Once you have your mcp.json loaded, you should be able to activate the MCP tools. Go back to the chat window, click on Integrations and activate the MCP servers as I do in the animation below

Running a test prompt

All that remains is to run a test prompt to see if everything works properly. Nothing fancy! It just needs to show that all of the tools are working. Here's the prompt I used.
Write, test and run a MATLAB script that generates and plots a sine wave.

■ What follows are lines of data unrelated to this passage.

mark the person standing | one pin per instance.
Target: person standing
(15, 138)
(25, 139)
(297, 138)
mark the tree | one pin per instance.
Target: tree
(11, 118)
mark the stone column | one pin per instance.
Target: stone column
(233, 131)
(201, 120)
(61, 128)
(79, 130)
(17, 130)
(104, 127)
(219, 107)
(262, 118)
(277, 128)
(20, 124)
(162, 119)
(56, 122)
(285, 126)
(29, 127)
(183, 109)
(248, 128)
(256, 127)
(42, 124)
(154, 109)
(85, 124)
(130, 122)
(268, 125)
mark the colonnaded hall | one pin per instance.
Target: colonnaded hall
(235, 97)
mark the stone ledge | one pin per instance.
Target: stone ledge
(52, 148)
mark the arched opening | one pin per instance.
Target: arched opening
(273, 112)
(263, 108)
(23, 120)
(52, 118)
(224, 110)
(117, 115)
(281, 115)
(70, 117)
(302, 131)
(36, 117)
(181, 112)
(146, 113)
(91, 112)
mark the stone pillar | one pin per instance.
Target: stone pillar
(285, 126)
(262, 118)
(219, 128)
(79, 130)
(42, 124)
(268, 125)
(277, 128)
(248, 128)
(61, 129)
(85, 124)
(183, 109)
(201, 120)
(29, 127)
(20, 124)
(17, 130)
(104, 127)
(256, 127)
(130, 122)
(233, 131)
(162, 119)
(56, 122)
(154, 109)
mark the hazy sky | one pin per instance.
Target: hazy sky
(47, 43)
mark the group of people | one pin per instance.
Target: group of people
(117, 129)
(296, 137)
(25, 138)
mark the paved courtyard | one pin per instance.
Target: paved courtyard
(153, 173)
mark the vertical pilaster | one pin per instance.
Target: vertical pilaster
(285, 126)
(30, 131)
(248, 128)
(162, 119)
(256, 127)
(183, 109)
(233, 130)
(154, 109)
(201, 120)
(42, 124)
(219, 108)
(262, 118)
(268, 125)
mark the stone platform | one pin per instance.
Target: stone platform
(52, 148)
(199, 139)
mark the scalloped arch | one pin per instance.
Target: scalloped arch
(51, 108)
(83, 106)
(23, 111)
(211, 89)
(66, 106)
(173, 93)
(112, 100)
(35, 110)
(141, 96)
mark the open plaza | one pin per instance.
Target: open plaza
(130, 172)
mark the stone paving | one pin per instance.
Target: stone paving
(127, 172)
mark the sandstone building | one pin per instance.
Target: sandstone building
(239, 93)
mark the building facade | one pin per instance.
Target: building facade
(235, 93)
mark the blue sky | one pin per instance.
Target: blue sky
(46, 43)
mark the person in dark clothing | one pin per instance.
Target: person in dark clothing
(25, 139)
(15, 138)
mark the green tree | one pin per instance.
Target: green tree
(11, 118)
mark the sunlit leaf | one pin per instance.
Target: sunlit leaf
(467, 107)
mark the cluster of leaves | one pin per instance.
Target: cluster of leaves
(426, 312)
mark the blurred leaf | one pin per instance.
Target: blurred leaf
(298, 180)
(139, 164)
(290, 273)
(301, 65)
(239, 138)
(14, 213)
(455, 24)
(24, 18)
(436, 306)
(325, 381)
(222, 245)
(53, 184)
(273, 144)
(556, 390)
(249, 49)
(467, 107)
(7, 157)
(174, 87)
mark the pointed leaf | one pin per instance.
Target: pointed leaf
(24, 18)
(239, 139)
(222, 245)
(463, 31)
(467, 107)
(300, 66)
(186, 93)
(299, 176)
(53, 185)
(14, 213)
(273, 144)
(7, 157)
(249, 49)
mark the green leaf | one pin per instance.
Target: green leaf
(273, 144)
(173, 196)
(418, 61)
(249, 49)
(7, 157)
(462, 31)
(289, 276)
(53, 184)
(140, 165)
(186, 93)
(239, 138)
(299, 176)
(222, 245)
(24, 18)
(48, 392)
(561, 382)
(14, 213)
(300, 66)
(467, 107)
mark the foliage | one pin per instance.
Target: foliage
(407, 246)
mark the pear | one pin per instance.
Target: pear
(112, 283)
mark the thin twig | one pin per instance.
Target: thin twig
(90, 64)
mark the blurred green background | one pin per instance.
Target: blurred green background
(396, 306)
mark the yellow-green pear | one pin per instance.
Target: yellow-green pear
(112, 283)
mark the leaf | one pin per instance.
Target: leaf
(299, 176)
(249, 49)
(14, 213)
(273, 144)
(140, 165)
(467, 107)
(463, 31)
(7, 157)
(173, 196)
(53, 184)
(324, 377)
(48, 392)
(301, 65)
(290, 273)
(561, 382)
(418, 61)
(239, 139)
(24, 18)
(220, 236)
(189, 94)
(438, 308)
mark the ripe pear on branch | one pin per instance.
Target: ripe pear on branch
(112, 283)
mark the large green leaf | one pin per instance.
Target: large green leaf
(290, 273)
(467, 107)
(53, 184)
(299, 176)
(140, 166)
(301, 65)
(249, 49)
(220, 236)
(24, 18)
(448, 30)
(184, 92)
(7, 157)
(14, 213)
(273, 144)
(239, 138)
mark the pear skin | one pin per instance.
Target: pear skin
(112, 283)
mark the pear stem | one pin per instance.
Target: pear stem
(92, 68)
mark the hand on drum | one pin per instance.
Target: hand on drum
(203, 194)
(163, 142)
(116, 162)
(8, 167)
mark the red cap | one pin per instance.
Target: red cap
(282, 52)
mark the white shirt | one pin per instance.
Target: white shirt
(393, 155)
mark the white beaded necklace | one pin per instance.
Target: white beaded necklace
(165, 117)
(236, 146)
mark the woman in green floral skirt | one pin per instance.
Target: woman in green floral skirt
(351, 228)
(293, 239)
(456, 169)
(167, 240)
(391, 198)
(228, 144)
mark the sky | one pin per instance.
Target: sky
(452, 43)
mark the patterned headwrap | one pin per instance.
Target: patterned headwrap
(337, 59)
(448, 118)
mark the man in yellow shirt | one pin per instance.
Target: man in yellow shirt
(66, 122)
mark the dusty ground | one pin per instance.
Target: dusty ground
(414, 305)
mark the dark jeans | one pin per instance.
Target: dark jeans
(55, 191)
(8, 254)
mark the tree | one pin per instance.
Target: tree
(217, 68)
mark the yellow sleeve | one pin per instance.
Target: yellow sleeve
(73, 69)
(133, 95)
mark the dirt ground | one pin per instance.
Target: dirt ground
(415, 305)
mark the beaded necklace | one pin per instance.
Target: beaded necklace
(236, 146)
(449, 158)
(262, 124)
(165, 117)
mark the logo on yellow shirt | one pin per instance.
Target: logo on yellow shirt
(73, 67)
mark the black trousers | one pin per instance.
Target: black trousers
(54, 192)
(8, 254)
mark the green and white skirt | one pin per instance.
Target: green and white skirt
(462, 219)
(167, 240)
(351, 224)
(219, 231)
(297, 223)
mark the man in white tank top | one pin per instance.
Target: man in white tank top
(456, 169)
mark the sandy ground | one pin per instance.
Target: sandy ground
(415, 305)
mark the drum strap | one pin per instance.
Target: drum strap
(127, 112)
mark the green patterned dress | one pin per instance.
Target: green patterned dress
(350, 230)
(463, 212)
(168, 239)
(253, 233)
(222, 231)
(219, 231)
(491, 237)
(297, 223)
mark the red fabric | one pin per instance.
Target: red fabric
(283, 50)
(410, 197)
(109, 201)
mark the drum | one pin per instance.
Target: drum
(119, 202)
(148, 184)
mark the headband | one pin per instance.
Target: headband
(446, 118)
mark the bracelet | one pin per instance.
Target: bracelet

Put the script at /Users/mcrouche/localSandbox
I've learned that I need to be rather more specific than I would be with frontier, cloud-based models. For example, if I don't explicitly tell the model to put the script at in my sandbox (/Users/mcrouche/localSandbox), it spends quite some time trying and failing to write it in various other places which wastes both time and context length.

Give it a try yourself

Models of this size are capable of a lot more than you might imagine so I encourage you to give them a try and let me know how you get on.